Esta flamante edición de consolas es el paquete definitivo e incluye tanto el juego base como el nuevo DLC titulado Subconsciousness. Esta expansión le da una vuelta de tuerca a la premisa: ahora tomás el control del «Subconsciente», una entidad que actúa sin pensar y posee un cadáver fresco para explorar rincones que la «Conciencia» no fue capaz de alcanzar. El DLC aporta nuevas locaciones aún más bizarras, expande profundamente el lore, mantiene la exquisita narración poética y suma rompecabezas que están entre lo mejor de toda la entrega. Este paquete trae todo integrado desde el día uno. Como frutilla del postre, para los amantes del coleccionismo físico en PS5, la edición en disco (distribuida por PQube y Meridiem Games) incluye como bonus, The Shore, el aclamado juego anterior del estudio, que también es una fantástica aventura lovecraftiana. Por supuesto, en PC el DLC Subconsciousness se estrena en simultáneo para poder comprarse por separado.

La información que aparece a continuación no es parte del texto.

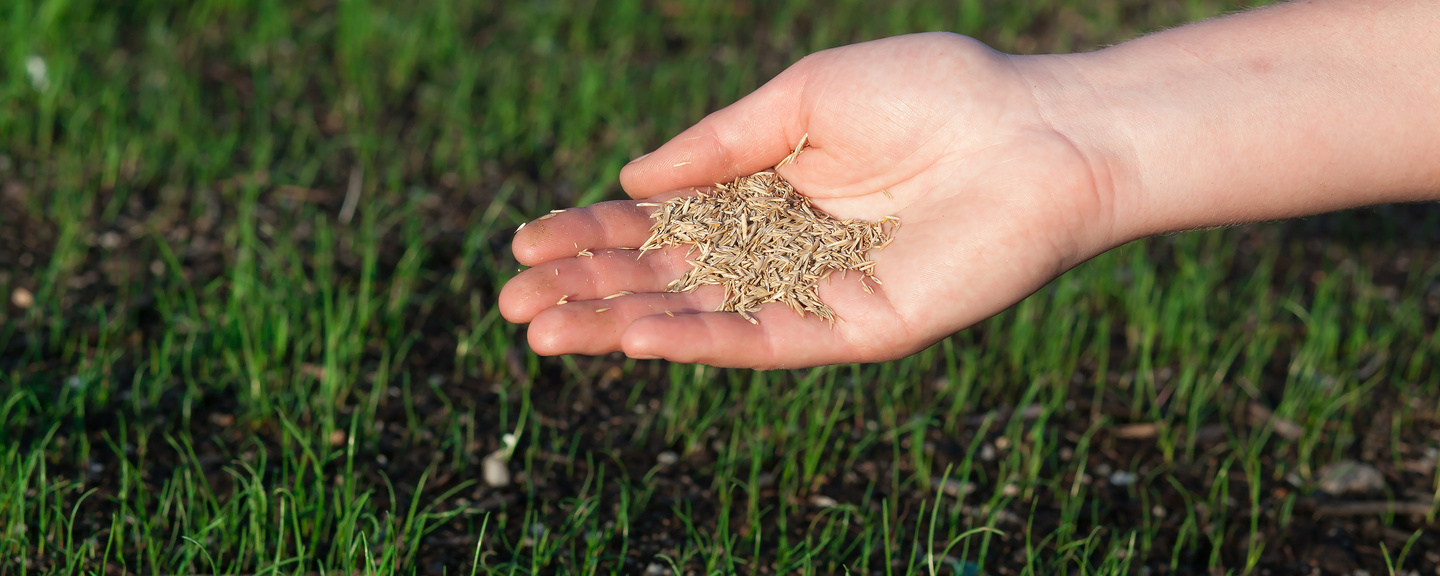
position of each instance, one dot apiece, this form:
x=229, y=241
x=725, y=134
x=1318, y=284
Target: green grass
x=228, y=370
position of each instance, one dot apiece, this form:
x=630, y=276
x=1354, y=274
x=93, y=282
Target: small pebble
x=822, y=501
x=1350, y=477
x=1122, y=478
x=22, y=298
x=494, y=471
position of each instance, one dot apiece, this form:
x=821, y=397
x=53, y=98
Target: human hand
x=936, y=130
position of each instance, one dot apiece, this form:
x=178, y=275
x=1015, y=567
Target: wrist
x=1072, y=104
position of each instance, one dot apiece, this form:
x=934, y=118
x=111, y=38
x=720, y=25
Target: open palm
x=936, y=130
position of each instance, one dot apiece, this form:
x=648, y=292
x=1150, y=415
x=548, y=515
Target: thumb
x=742, y=138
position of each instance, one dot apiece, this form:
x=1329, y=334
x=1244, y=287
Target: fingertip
x=524, y=248
x=511, y=307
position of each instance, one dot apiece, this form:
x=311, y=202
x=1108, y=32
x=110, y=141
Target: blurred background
x=249, y=254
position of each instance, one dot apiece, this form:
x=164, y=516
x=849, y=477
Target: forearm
x=1299, y=108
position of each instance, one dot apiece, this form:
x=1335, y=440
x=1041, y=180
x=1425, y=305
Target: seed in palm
x=763, y=242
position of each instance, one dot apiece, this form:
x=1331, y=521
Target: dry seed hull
x=763, y=242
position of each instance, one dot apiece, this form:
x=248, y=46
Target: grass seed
x=763, y=242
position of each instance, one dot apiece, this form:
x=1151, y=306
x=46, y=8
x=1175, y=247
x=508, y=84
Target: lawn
x=249, y=254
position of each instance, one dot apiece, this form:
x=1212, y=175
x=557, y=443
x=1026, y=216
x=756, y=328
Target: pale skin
x=1005, y=172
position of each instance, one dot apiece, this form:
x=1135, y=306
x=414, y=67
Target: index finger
x=565, y=234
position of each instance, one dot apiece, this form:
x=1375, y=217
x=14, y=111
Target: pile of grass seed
x=763, y=242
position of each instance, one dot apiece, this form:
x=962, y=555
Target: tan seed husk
x=763, y=242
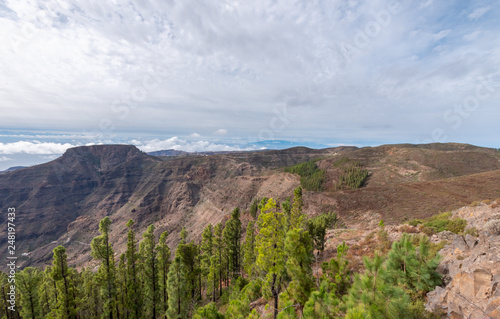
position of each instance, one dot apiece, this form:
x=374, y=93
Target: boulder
x=471, y=272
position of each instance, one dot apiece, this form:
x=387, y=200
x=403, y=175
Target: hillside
x=61, y=202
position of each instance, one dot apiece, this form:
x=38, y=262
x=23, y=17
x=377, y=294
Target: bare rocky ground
x=471, y=267
x=470, y=264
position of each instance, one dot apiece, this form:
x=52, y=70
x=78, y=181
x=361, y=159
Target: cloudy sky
x=227, y=75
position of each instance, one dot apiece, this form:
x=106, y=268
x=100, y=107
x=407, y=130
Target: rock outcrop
x=471, y=269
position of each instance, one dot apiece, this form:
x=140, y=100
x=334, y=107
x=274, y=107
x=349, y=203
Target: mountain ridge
x=61, y=202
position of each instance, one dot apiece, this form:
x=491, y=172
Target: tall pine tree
x=271, y=251
x=177, y=292
x=134, y=291
x=66, y=307
x=163, y=268
x=103, y=251
x=150, y=273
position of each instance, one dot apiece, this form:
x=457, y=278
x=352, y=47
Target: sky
x=234, y=75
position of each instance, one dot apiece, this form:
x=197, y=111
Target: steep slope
x=61, y=202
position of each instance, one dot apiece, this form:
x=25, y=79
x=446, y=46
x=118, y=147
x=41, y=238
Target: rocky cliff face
x=61, y=202
x=471, y=268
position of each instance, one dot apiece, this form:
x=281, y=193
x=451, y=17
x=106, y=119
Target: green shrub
x=415, y=222
x=435, y=248
x=352, y=175
x=437, y=225
x=442, y=222
x=311, y=177
x=456, y=225
x=471, y=231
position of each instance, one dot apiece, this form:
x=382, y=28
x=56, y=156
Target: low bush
x=311, y=177
x=352, y=175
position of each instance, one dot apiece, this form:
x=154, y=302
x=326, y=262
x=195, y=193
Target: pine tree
x=286, y=207
x=373, y=296
x=298, y=249
x=48, y=294
x=134, y=292
x=336, y=272
x=249, y=248
x=91, y=304
x=253, y=208
x=150, y=272
x=206, y=251
x=270, y=247
x=413, y=268
x=189, y=254
x=232, y=238
x=121, y=283
x=213, y=278
x=66, y=307
x=163, y=267
x=177, y=292
x=103, y=251
x=297, y=218
x=218, y=251
x=28, y=281
x=323, y=303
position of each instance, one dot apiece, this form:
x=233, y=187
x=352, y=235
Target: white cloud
x=176, y=143
x=441, y=34
x=34, y=147
x=479, y=12
x=164, y=68
x=221, y=132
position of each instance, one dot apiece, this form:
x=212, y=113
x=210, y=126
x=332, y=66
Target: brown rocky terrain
x=61, y=202
x=471, y=267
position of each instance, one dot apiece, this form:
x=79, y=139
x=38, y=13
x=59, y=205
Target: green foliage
x=277, y=257
x=317, y=228
x=206, y=252
x=270, y=247
x=106, y=275
x=352, y=175
x=177, y=291
x=163, y=252
x=441, y=222
x=322, y=303
x=456, y=225
x=336, y=273
x=91, y=301
x=28, y=281
x=372, y=296
x=471, y=231
x=66, y=305
x=232, y=237
x=415, y=222
x=416, y=269
x=253, y=208
x=134, y=300
x=298, y=249
x=209, y=311
x=249, y=249
x=311, y=177
x=149, y=272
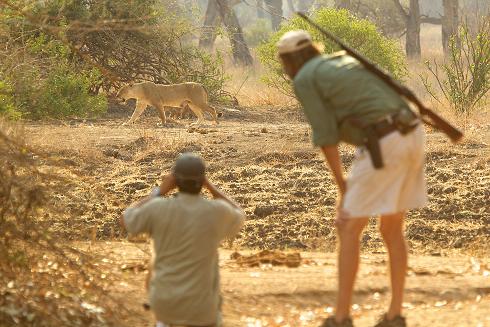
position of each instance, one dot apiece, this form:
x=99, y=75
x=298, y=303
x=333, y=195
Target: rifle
x=428, y=116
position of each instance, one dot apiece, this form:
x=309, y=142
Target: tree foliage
x=359, y=33
x=464, y=76
x=62, y=57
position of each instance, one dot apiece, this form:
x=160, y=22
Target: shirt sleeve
x=321, y=118
x=231, y=219
x=139, y=220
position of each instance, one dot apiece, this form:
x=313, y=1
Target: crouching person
x=186, y=231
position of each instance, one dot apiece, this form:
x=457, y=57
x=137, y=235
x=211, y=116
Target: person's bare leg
x=348, y=262
x=138, y=110
x=162, y=114
x=392, y=231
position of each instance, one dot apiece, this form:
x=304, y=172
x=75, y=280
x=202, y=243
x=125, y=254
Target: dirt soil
x=265, y=160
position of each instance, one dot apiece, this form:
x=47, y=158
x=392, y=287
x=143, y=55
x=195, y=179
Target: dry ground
x=263, y=158
x=452, y=289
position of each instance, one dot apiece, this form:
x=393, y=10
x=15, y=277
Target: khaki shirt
x=186, y=232
x=333, y=88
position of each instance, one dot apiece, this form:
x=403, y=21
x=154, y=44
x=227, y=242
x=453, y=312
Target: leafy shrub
x=258, y=32
x=464, y=76
x=57, y=86
x=134, y=41
x=358, y=33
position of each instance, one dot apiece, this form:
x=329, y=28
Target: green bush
x=464, y=76
x=358, y=33
x=67, y=94
x=258, y=32
x=58, y=86
x=8, y=108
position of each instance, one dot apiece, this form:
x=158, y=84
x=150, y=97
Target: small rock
x=264, y=211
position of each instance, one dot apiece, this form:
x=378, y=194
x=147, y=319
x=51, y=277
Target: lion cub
x=181, y=95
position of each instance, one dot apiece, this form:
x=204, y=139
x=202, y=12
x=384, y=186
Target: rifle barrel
x=437, y=121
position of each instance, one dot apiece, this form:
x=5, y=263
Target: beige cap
x=293, y=41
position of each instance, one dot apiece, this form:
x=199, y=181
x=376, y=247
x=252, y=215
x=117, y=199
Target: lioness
x=188, y=94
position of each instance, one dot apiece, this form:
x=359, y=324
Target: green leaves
x=464, y=76
x=358, y=33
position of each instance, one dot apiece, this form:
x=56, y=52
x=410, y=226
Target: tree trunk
x=241, y=53
x=413, y=31
x=450, y=22
x=274, y=7
x=343, y=4
x=304, y=5
x=211, y=22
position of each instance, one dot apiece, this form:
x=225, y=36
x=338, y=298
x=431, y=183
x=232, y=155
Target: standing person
x=344, y=102
x=186, y=231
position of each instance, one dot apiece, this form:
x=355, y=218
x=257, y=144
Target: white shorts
x=398, y=186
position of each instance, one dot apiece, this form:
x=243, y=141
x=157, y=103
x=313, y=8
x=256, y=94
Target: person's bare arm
x=217, y=194
x=333, y=159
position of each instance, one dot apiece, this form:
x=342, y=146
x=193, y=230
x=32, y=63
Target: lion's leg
x=212, y=112
x=138, y=110
x=198, y=112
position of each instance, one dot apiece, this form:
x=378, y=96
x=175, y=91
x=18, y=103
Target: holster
x=372, y=146
x=371, y=142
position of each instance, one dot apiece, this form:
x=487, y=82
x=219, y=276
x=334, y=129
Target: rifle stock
x=435, y=120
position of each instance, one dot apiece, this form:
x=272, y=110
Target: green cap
x=189, y=166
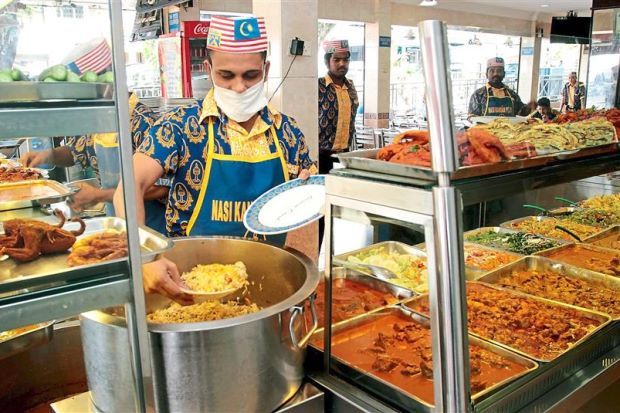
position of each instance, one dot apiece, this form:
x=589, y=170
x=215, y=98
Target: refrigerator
x=181, y=61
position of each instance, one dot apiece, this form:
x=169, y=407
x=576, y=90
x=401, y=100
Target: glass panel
x=604, y=59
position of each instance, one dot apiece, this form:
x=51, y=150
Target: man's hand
x=88, y=195
x=304, y=174
x=34, y=159
x=162, y=277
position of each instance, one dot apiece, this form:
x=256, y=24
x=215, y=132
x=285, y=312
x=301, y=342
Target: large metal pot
x=248, y=363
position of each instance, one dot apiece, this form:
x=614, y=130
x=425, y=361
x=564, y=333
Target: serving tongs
x=374, y=270
x=569, y=232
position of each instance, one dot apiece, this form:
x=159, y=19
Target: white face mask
x=240, y=106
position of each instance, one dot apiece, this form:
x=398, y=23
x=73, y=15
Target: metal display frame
x=436, y=207
x=106, y=285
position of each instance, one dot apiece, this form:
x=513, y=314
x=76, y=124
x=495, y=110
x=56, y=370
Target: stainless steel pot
x=251, y=363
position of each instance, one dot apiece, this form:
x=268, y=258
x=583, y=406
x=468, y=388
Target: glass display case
x=425, y=265
x=53, y=260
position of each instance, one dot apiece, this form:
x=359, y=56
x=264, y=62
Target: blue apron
x=108, y=159
x=499, y=106
x=230, y=185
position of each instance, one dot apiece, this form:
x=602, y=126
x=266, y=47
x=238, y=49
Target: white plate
x=286, y=207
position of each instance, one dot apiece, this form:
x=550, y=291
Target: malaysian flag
x=237, y=34
x=97, y=60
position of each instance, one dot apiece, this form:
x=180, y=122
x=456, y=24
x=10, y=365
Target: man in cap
x=573, y=94
x=495, y=98
x=221, y=153
x=338, y=104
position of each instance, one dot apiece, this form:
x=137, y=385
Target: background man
x=573, y=94
x=338, y=104
x=495, y=98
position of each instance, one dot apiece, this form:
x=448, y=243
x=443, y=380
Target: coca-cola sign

Es realmente admirable la pasión del estudio. Necrophosis no solo es una mejora jugable o técnica con respecto a The Shore, sino que tambien ha mejorado la forma de presentar su menú e interfaz. Con unas ventanas amigables e intuitivas, además de introducir alguna que otra opción con la que curiosear y disfrutar del juego de otra forma. ¿Cómo juego? Es una aventura narrativa, tiene sus rompecabezas y son asquerosos, (en el mejor de los sentidos). La forma de interactuar con su mundo o el resto de abominaciones es cruel, retorcida e igual de fantástica. La influencia de Beksinski, Giger y Lovecraft esta presente en todo momento, y eso hace que su presentación genere toda clase de emociones. Es el tipo de juego que deja una marca indeleble no por su Gameplay, sino por lo que representa para el medio. Me encuentro emocionado por ver que tienen preparado para el futuro. ¿fanáticos de las ediciones físicas? Meridiem tiene una versión para PS5 simplemente fenomenal.

Puntuación: 3.5 de 5.
  • Artisticamente es retorcido, nauseabundo y sobrecogedor.
  • Su ambientación es una de sus mayores fortalezas.
  • Técnicamente luce genial.
  • Rompecabezas mucho más presentes y basados en el body-horror.
  • Una enorme lista de easter eggs.
  • Su rendimiento es solido con un buen trabajo de optimización.
  • Los nuevos añadidos.
  • Animaciones algo descuidadas.
  • El tipo de juego que amas u odias, no es para todos los paladares.
  • El dualsense esta algo desaprovechado.